Have you heard the silly one about Donald Trump?
Seems he was doing a general knowledge crossword aboard Air Force One. At one point he turned to his secretary and asked: “What’s the word for ‘woman’, four letters, blank-u-n-t?”
“Why, Mr President,” said the secretary, “it’s ‘aunt’ of course”. And Trump said: “Got an eraser?”
Well, I told you it was silly, didn’t? The point is that Americans use the implied word metonymically, to describe a woman, whereas the chivalrous Britons only ever use it metaphorically, to describe a man.
But the British aren’t so chivalrous that they can’t rival Americans in the number of synonyms, some of them pejorative, of ‘woman’. If you don’t believe me, look them up in the Oxford English Dictionary (OED) – it has loads of them.
Actually, according to a petition currently boasting 30,000 signatories, too many. Our noble fighters for women’s rights insist that “sexist definitions” of the word woman be expurgated from that august publication.
Specifically, their list of offensive “synonyms for woman” includes “bitch, besom, piece, bit, mare, baggage, wench, petticoat, frail, bird, bint, biddy and filly”. Those victims of lexicographic assault must have been going alphabetically, which is why they didn’t get to ‘gorgon’ and ‘harridan’, not to mention ‘slag’, ‘slattern’ and ‘slut’.
This reminds me of the story (this one real) involving our first lexicographer Dr Johnson. At the 1755 launch of his Dictionary of the English Language, a woman of a certain age asked him why there were no dirty words in that publication.
“I can see, madam,” replied the great wit, “that you have been looking for them.”
I understand the petitioners’ problem, but then they should also understand mine. As a professionally trained linguist, I’m hurt to see so much ignorance of my discipline.

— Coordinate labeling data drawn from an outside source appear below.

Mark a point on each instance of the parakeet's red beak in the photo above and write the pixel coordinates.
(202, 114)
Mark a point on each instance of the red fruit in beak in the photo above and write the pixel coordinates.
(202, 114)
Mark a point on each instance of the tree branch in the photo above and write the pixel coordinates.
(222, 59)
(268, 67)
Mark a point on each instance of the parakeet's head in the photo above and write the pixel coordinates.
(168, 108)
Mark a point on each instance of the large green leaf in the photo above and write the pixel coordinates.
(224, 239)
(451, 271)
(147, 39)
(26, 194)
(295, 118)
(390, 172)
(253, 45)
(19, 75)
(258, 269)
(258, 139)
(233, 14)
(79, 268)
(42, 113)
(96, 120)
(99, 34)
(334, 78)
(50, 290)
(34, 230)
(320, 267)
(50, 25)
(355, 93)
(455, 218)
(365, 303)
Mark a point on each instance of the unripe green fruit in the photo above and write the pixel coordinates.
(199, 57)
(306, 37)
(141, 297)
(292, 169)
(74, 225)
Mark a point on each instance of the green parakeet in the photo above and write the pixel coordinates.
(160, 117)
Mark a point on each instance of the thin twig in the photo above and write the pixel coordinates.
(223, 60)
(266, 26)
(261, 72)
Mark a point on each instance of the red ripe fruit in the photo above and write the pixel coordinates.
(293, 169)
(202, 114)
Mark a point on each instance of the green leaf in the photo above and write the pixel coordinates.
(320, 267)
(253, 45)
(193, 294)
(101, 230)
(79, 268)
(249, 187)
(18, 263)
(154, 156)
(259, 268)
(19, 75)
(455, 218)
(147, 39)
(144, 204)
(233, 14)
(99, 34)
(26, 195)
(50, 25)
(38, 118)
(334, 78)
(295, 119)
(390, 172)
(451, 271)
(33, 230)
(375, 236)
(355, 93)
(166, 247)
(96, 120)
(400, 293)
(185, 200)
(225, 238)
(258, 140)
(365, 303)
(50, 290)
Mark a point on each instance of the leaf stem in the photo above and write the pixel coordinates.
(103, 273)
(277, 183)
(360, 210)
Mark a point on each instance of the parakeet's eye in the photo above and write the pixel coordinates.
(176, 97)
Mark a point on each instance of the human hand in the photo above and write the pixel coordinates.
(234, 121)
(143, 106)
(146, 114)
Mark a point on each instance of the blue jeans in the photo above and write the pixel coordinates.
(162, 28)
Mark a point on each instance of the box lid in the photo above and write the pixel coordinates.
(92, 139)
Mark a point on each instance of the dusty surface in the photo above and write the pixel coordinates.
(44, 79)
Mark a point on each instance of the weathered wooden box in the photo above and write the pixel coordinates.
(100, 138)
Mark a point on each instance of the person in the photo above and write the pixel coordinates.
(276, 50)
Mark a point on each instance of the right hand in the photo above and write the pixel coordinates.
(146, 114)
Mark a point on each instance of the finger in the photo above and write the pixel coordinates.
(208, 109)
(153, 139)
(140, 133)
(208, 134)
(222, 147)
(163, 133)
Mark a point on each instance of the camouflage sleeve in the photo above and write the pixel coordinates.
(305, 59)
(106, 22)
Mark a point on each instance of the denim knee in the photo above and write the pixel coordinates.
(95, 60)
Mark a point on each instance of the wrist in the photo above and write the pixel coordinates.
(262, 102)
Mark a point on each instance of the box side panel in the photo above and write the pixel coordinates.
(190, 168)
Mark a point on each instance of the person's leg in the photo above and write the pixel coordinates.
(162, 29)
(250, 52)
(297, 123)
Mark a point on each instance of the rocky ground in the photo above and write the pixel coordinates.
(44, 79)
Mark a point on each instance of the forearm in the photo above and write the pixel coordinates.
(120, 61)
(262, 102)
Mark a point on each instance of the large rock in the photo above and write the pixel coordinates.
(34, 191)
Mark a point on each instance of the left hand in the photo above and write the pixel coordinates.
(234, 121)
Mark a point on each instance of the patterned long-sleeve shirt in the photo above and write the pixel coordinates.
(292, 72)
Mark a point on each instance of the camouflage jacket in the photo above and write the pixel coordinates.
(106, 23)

Dictionaries have two principal functions: descriptive, always, and prescriptive, sometimes. For example, the American Heritage Dictionary combines both, by listing words and also recommending their correct usage.
The Oxford dictionary, like most others, is mainly descriptive: it lists and defines as many English words as humanly possible. Since English has by far the greatest vocabulary of all European languages, that humanly possible number is large.
The Oxford Corpus, for example, contains almost 2.1 billion words used in the Anglophone world. The more concise big OED still includes a respectable 58 million entries, and I’m man enough to admit that my vocabulary falls short of that number.
By including a word, the OED passes neither moral nor aesthetic judgement on the concept the word designates. It simply states that the word exists.
Almost every word sits at the core of what linguists call its paradigm: the sum total of its cognates and synonyms, close, remote or tangential. No two words in any language can be full synonyms, that is identical in meaning and stylistic nuance, both denotation and connotation.
If two words denoted and connoted identical things, one of them would eventually die out. There would be no need for it.
Now, if we examine the paradigm of most words, we’ll find many offshoots we wouldn’t use, some we’d use in some circumstances and not in others, even a few that might conceivably offend us if someone used them in our presence.
That may matter a lot to some people, less to others and nothing at all to still others. People exercise their own judgement in usage, and that can be variable. For example, I may use the word implied in the silly joke above when talking to my friends, but not when trying to talk a policeman out of giving me a ticket.
But lexicographers don’t judge words, although they may hint at their usage by adding parenthetic descriptors, such as ‘slang’, ‘offensive’, ‘vulgar’ or ‘archaic’.
Those scholars merely record words, which is why they are called ‘lexicographers’, from the Greek for ‘words’ and ‘writers’, and not ‘ithicographers’, from the Greek for ‘morals’ and ‘writers’.
Now that we’re talking lexical nuances, what’s worse than an ignorant moron? The answer is, a politicised ignorant moron.
That, I’m afraid, accurately describes those capable of writing or signing a petition demanding that the compilers of Oxford dictionaries “eliminate all phrases and definitions that discriminate against and patronise women and/or connote men’s ownership of women”, while including “examples representative of minorities, for example, a transgender woman, a lesbian woman, etc.”
Why not simply eliminate the intermediate stages and first ban all dictionaries and then burn them in a present-day answer to the practice popular in Germany, c. 1933? Are the authors and signatories of the petition aware of how accurate this analogy is?
A society that allows such people to dictate their terms and enforce compliance is a totalitarian society. If that’s the ideal to strive for, we’re getting closer by the day.
P.S. Speaking of totalitarianism, I have a good friend who works for one of the French ministries. She reads my pieces and used to do so during her lunch break. But not any longer: her office has put a block on my blog. The official reason is its content of sex and violence.
When I complained to an English friend that my pieces contain neither sex nor violence, he said: “Perhaps that’s why they are blocked.”
But, seriously speaking, I understand those bureaucrats perfectly. What were they supposed to say, that they disagree with the opinions expressed? ‘Sex and violence’ is so much safer and less controversial.